Andaba uno por esos días leyendo otro diamante de esa novela inacabada que es el Salón de pasos perdidos de Andrés Trapiello. En el volumen Troppo vero A. T. hace una vez más referencia a Juan Ramón Jiménez y nos recuerda lo que su madre le decía: hijo, la rosa no cansa. Lo hacía así, en el contexto de una reflexión sobre un fragmento de la obra de  Shakespeare Romeo y Julieta. Lo maravilloso del arte, dice A.T., es que entregada a él nuestra credulidad, o arrastrados por ella gracias al artificio del poeta, todo nos parece natural y verosímil, incluso que una muchacha de apenas trece años (Julieta) diga cosas propias de un filósofo: 

“¿Qué es un nombre? Aunque la rosa no se llamara así, exhalaría el mismo suave olor bajo otro nombre”
 


El hombre necesita de estas cosas bellas, naturales y verosímiles porque, enfrentado diariamente a la vida, que es a ratos fútil o sensible, a ratos noble o vil, va descubriendo con estupor que con frecuencia (más de lo deseado) ésta nos ofrece el desconsuelo que más aflige, que no es otra cosa que el absurdo, el no entender muchas de las cosas que nos ocurren. Y uno piensa que lo absurdo no se da en la naturaleza. Solo se da en nuestros comportamientos.
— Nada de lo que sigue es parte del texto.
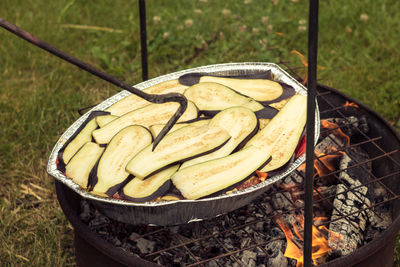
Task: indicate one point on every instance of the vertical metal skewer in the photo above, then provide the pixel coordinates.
(311, 85)
(143, 39)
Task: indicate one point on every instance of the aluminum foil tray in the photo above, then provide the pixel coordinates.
(181, 211)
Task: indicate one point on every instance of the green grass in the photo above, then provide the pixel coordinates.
(40, 94)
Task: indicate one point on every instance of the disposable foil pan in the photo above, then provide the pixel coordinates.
(180, 211)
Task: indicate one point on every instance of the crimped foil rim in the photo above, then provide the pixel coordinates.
(279, 74)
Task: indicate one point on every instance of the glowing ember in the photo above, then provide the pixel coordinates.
(324, 164)
(295, 238)
(336, 130)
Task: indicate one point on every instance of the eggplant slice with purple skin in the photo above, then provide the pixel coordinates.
(133, 102)
(81, 136)
(156, 129)
(212, 96)
(138, 190)
(260, 86)
(145, 116)
(82, 163)
(111, 173)
(181, 145)
(212, 176)
(240, 122)
(193, 78)
(281, 135)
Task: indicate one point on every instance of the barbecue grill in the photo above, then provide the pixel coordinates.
(382, 144)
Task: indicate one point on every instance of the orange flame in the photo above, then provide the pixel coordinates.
(350, 104)
(320, 237)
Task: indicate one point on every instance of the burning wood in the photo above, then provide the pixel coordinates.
(295, 238)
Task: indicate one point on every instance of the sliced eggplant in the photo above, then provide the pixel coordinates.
(282, 133)
(133, 102)
(258, 89)
(183, 144)
(156, 129)
(263, 123)
(82, 163)
(193, 78)
(103, 120)
(121, 149)
(82, 135)
(138, 190)
(240, 122)
(213, 97)
(266, 113)
(146, 116)
(206, 178)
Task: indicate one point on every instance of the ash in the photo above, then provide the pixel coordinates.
(251, 236)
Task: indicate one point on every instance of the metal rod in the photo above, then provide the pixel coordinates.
(311, 85)
(143, 39)
(170, 97)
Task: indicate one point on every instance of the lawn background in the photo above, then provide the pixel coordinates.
(40, 95)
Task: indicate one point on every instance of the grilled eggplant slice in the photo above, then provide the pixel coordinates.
(282, 133)
(266, 113)
(216, 97)
(82, 135)
(138, 190)
(80, 166)
(146, 116)
(240, 122)
(258, 89)
(194, 77)
(133, 102)
(209, 177)
(103, 120)
(121, 149)
(183, 144)
(156, 129)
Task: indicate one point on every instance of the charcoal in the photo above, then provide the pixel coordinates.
(278, 261)
(352, 125)
(249, 258)
(86, 212)
(281, 201)
(353, 226)
(145, 246)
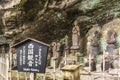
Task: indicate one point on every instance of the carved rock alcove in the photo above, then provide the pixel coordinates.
(113, 25)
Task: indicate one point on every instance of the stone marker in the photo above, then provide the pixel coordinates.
(71, 72)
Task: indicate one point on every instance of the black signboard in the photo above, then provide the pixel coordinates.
(31, 56)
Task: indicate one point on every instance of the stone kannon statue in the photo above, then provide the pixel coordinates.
(66, 42)
(89, 47)
(54, 49)
(95, 43)
(75, 36)
(111, 37)
(111, 41)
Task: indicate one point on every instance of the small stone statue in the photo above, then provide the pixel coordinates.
(111, 41)
(54, 49)
(95, 43)
(89, 47)
(66, 42)
(111, 37)
(75, 36)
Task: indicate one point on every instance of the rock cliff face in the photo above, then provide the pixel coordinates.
(49, 20)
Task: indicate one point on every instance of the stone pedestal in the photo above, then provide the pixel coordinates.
(71, 72)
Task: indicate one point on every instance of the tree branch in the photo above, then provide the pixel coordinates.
(64, 4)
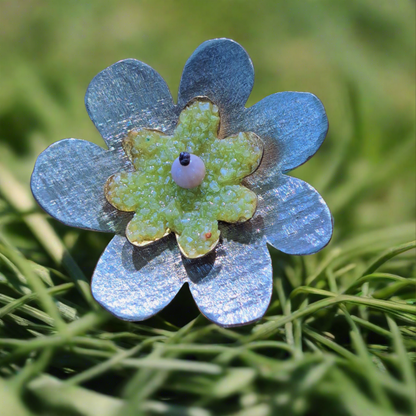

Entonces de lo absurdo nace la impotencia de no encontrar algo a lo que asirse y del cansancio del deseo insatisfecho termina naciendo un mundo con una extensa llanura cuyo único horizonte es un vasto páramo cubierto de una lenta cicatriz de desamparo. En esa circunstancia, como dijo Verdú, preferimos agarramos a lo impactante, aunque sea feo, antes que a lo natural, que es sencillamente lo bello. A lo feo le ponemos entonces otro nombre, una definición lo más confusa posible, para que parezca otra cosa, cuando en realidad es sencillamente eso, feo.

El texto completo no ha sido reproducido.